Baydın bu hataları yaşlılığından ötürü yapıyor. Bizim şehrin başkanı genç.
EYT’liler ile mukayese edince öyle görünmese de bir siyasetçi için toy sayılır.
Onun yaptığı hataları da toyluğuna versek olur.
Dağı taşı bina ile doldurduk. Dere yatağı, gevşek zemin demeden her tarafa yüksek binalar diktik.
Tek katlı bina için bile müsait olmayan yerlere çok katlı binalar kondurduk.
Sel geleceği ilk bakışta belli olan yerlerin riskini yok saydık, her türlü afet riskini göz önünde bulundurmayıp uzak tarafa itekledik.
Sandık ki gözümüze görünmezse, risk ihtimali de uzaklaşır.
Doğal afetlerin bizim görüş alanımızla bir bağlantısı yok; bunu bilemedik.
Yalnızca İstanbul’da değil, Karadeniz’den Akdeniz’e, doğudan batıya her tarafta aynı.
Son afetin merkezi Esenyurt… Şiddetli yağış sonrası Haramidere taştı.
Arazi yapısına bakınca, ne görüyoruz?
Derenin, bir gün mutlaka taşacağını haykırdığını...

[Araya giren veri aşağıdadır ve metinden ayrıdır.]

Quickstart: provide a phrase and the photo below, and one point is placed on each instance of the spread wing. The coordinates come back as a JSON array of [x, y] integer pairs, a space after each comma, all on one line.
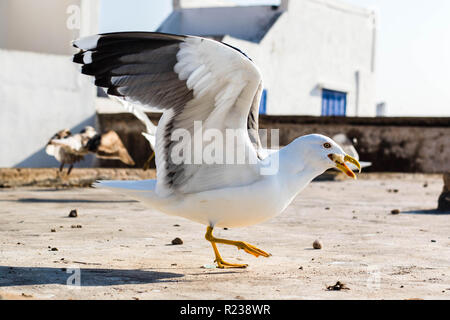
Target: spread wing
[[191, 79]]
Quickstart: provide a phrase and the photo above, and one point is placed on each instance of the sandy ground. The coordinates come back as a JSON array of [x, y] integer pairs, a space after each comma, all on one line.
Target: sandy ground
[[123, 250]]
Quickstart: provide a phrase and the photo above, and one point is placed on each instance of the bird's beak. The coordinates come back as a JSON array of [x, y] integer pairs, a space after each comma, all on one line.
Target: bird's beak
[[340, 160]]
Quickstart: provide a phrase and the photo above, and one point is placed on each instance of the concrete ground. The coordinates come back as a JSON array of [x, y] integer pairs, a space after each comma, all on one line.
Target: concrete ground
[[118, 249]]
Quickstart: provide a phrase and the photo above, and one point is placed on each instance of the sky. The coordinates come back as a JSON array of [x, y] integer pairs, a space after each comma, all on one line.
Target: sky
[[412, 54]]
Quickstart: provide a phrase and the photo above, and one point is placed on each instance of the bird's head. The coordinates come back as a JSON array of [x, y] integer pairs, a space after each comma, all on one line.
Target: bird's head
[[323, 153], [88, 132]]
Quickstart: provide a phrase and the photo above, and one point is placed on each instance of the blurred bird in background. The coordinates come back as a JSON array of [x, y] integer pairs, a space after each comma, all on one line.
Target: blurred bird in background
[[70, 148]]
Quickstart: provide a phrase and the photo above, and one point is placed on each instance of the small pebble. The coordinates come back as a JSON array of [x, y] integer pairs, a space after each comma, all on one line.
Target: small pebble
[[317, 244], [73, 213], [177, 241]]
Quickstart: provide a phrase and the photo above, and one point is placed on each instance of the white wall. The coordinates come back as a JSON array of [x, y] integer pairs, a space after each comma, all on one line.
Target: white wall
[[316, 42], [40, 94], [36, 25], [413, 50]]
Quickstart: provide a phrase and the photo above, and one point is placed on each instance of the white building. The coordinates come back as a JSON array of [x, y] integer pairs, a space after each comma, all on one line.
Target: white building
[[316, 58], [41, 90]]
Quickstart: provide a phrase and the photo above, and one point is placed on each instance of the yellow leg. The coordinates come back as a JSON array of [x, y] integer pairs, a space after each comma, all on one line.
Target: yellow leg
[[239, 244]]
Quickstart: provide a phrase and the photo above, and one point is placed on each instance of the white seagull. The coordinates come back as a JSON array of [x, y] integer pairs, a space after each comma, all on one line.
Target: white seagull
[[70, 148], [197, 80]]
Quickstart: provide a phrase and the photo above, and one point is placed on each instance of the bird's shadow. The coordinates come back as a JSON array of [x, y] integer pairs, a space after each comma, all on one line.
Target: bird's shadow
[[426, 211], [19, 276], [50, 200]]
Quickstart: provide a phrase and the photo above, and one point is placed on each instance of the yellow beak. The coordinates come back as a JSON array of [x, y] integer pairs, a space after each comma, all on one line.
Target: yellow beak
[[340, 160]]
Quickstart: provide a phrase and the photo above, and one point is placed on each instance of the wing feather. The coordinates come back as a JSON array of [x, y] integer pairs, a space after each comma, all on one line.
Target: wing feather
[[190, 79]]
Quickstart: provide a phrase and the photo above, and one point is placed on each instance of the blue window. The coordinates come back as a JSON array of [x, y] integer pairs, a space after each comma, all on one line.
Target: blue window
[[263, 103], [334, 103]]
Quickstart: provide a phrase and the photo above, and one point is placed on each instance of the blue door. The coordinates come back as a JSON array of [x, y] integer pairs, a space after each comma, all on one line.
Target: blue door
[[334, 103], [263, 103]]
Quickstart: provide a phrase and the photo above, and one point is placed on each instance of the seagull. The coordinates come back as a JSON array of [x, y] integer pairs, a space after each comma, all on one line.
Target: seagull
[[70, 148], [204, 86], [60, 152], [139, 112]]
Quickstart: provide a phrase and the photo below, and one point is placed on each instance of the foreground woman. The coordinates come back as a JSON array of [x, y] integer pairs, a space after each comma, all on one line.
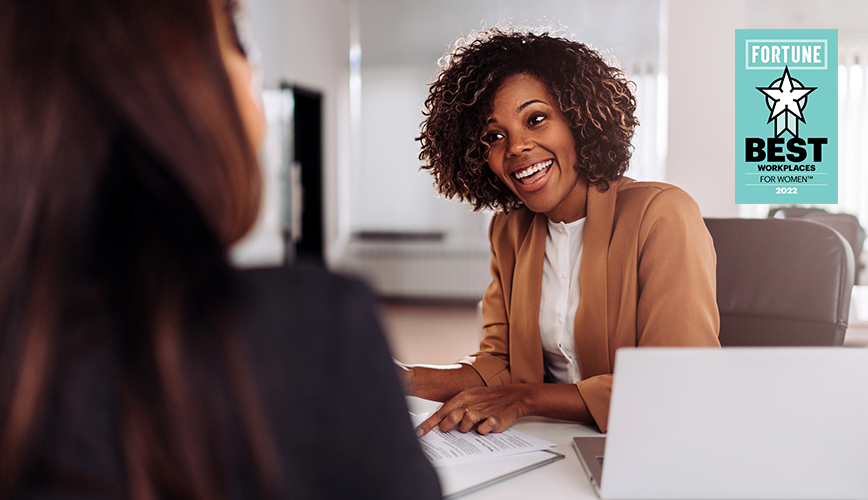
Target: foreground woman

Fakat duyan olmamış. Birileri duysa da zerre kadar aldırış etmemişler.
Adı üstünde dere. Başında ise harami var.
Kimler harami? Kaç kişiler? Hakikaten kırk mı?
Niye bu ismi vermişler?
Ali Baba nerede?
Düşününce cevapları bulabiliriz.
O riskli bölgeye bina yapan da haramidir, bina yapılmasına izin veren de.
Orada tarihî bir taş köprü vardır. Haramidere Köprüsü. Çok şık bir mimarî eser.

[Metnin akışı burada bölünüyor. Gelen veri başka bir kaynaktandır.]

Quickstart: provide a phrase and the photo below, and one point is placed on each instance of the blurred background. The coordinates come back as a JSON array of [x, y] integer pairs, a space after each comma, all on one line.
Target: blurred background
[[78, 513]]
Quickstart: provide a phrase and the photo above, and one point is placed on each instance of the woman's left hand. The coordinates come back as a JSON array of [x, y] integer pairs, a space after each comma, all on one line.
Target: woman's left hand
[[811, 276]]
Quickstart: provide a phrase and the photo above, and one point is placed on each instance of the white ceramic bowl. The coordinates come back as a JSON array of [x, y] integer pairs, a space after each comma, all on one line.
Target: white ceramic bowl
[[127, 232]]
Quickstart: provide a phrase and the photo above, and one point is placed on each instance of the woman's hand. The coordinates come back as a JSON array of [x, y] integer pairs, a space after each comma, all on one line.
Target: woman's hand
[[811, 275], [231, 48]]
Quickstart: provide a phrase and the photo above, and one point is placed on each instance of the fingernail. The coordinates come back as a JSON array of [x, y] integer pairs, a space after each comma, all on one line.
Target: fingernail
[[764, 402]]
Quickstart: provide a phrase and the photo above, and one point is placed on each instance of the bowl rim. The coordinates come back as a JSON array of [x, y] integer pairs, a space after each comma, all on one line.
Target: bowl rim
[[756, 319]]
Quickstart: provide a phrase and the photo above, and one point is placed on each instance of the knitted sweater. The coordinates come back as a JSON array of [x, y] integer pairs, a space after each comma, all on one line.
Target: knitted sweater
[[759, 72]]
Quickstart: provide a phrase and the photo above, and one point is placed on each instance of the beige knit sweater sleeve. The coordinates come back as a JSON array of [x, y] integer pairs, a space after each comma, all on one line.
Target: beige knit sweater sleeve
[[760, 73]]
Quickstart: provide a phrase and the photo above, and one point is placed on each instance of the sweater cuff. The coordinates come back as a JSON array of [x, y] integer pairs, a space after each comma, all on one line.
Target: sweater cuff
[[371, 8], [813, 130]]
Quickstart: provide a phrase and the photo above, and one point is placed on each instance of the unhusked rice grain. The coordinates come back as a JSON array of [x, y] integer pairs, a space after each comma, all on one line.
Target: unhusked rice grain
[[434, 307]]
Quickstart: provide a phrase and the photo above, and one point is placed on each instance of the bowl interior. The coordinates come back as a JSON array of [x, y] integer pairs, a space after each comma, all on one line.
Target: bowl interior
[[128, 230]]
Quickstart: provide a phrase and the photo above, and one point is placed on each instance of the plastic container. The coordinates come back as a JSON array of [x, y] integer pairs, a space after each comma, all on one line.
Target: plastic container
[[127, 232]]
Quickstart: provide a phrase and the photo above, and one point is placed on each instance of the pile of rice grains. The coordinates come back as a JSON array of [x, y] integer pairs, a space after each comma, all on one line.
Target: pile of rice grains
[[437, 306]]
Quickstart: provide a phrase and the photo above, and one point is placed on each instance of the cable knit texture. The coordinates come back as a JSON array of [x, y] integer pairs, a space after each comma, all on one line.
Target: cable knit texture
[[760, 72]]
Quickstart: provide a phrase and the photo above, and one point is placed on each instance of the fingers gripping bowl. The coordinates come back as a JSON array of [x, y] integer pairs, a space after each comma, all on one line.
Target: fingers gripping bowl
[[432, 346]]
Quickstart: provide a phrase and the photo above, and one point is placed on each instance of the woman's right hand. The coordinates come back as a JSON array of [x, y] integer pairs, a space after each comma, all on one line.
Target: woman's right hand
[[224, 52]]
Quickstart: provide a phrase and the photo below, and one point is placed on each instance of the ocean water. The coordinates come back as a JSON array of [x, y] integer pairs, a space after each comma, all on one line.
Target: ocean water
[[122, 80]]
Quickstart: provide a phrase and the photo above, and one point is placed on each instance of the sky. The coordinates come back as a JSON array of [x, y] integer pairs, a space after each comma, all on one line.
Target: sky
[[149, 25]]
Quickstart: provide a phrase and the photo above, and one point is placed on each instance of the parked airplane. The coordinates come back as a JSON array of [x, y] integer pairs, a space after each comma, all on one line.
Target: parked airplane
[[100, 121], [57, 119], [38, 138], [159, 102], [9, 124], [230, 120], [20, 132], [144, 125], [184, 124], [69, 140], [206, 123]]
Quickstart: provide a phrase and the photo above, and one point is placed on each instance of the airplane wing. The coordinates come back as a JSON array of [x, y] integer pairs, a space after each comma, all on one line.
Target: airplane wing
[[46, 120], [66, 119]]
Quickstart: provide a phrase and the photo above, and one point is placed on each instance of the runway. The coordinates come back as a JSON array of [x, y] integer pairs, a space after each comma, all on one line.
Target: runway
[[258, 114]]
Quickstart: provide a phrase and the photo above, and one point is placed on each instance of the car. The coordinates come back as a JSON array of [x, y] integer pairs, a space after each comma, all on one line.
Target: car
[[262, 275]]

Trafik yoğunluğu yüzünden etrafını sonradan yapılan modern yollar sarmış.
Ne girişi var artık ne çıkışı.
İşlevsiz hâlde, küsmüş gibi tek başına duruyor.
Eminim ki her gün yanından geçenlerin çoğu farkında değil.
Hiç görmeyenler bile vardır.
Yüzlerce yılı geride bırakmasına rağmen, sapasağlam duruyor fakat kullanılamıyor.
Yanına yaklaşmak dahi mümkün değil.
O kadar zavallı, o kadar garip ve kimsesiz hâlde ki, dili olsa neler söyler kim bilir?
Tarihe saygı olsaydı, o köprüyü korurduk, etrafına yeni yollar yaparken varlığını ve kimliğini dikkate alırdık. Hemen yanı başına binalar yapılmasına izin vermezdik.
Sezai Karakoç, çocuklar için risk olmasın diye evlerin balkonsuz yapılmasını ister ‘Balkon’ şiirinde.
Onun kadar önemli bir husus daha var.
Evlerin bodrum katlarına ikamet izni verilmemeli.
Sel gelince üç metrelik su dolan yerler insanî değil.
Hayvanlar için bile tehlikeli.
Ey sayın yetkililer… En sayın yetkililer… Lütfen bu konuyla ilgilenin, insanları bodrumlardan kurtarın.
Bu konu çok büyük ciddiyetle ele alınmalı. İnsanların köstebeklerden farkı olsa gerek.